The rumored deadline for China’s banks to cut off bitcoin exchanges from deposits has arrived, with no official word from the authorities that such a policy even exists. Chinese exchange BTC China claims it has no intention of changing the way it does business.
The story has contributed to turbulence in the bitcoin markets since it first began circulating as a rumor last month. Bitcoin saw its value fall beneath $400 briefly for the first time since November 2013. This is despite the People’s Bank of China (PBOC) itself insisting it had no intention to ban digital currencies.
Some exchanges have received formal and verbal notices from their banking partners, and there have been reports Chinese companies are looking to move some of their operations offshore.
Business at BTC China will proceed as usual after this week, with customers replenishing their accounts via bank deposits or the ‘voucher’ system the exchange introduced in response to the first banking scare in December last year.
BTC China’s banking partners have reported seeing rumors of a new policy in the media, he said, but that was all.
“Our situation hasn’t changed. We’ve been talking to banks, the ones we have personal relationships with, and so far we’ve not received any notice to close our business with them.”
Lee said that all customer funds remained on hand and, even if one of BTC China’s banks decided to end its relationship with the company, it would simply move the funds to another account.
Rumors vs reality
There are three important points to remember in this series of events: firstly, despite some stating otherwise, China has not ‘banned bitcoin‘.
Secondly, any leaked opinions so far referred to funding bitcoin exchange accounts through bank deposits. Bank accounts were never in danger of being frozen, and the ability to withdraw funds from exchanges to bank accounts was not in question. Chinese exchanges also work with multiple banks at a time, with the ability to transfer funds between them.

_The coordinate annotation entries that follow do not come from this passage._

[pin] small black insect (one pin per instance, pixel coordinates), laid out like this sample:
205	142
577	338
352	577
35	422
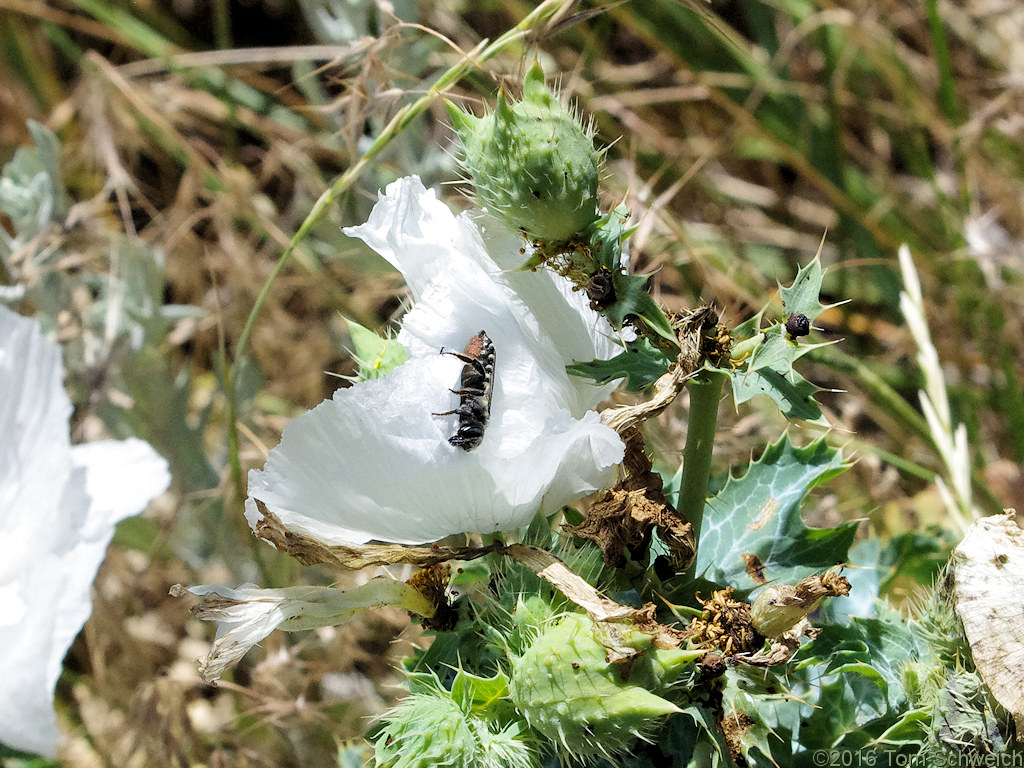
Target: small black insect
798	325
601	290
475	388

Thirdly, and most significantly, all reports from China concerning banks and bitcoin exchanges so far are unofficial. To date there has been no ruling or policy statement by the People’s Bank of China on the matter, and any actions taken by Chinese banks were precautionary only.
“We’re still fully holding all customer assets, I want to emphasize that,” Lee continued.
“There’s nothing missing, there’s no misappropriation or frozen funds. All our funds are liquid and fully accessible. We don’t invest any of our funds in special ‘wealth management products’, or anything like that. Everything is liquid funds.”
The current Chinese attitude might be called a ‘tacit policy’, in which the government makes no official statements but makes its intentions known via subtle leaks to the media and asides to contacts in the banking industry. Authorities may well disapprove of bitcoin and discuss it with their associates, without the need for any proclamation.
Bitcoin operates in similar environments in other large economies, including the US, where regulatory authorities seem at times permissive towards digital currency innovation and at others less tolerant, depending on the department in question.
Under the status quo, bitcoin service businesses must register as ‘money transmitters’ in 48 states while the IRS rules bitcoin is property, not money, for taxation purposes.
BTC China’s voucher system, which it pioneered and other Chinese exchanges have used as well, is similar to buying a gift card or prepaid card for iTunes, Google Play or Amazon.
The main difference is the cards can also be used to withdraw funds, and then re-sold for cash to other users to fund accounts. BTC China sells the vouchers directly to resellers, who also sell them online.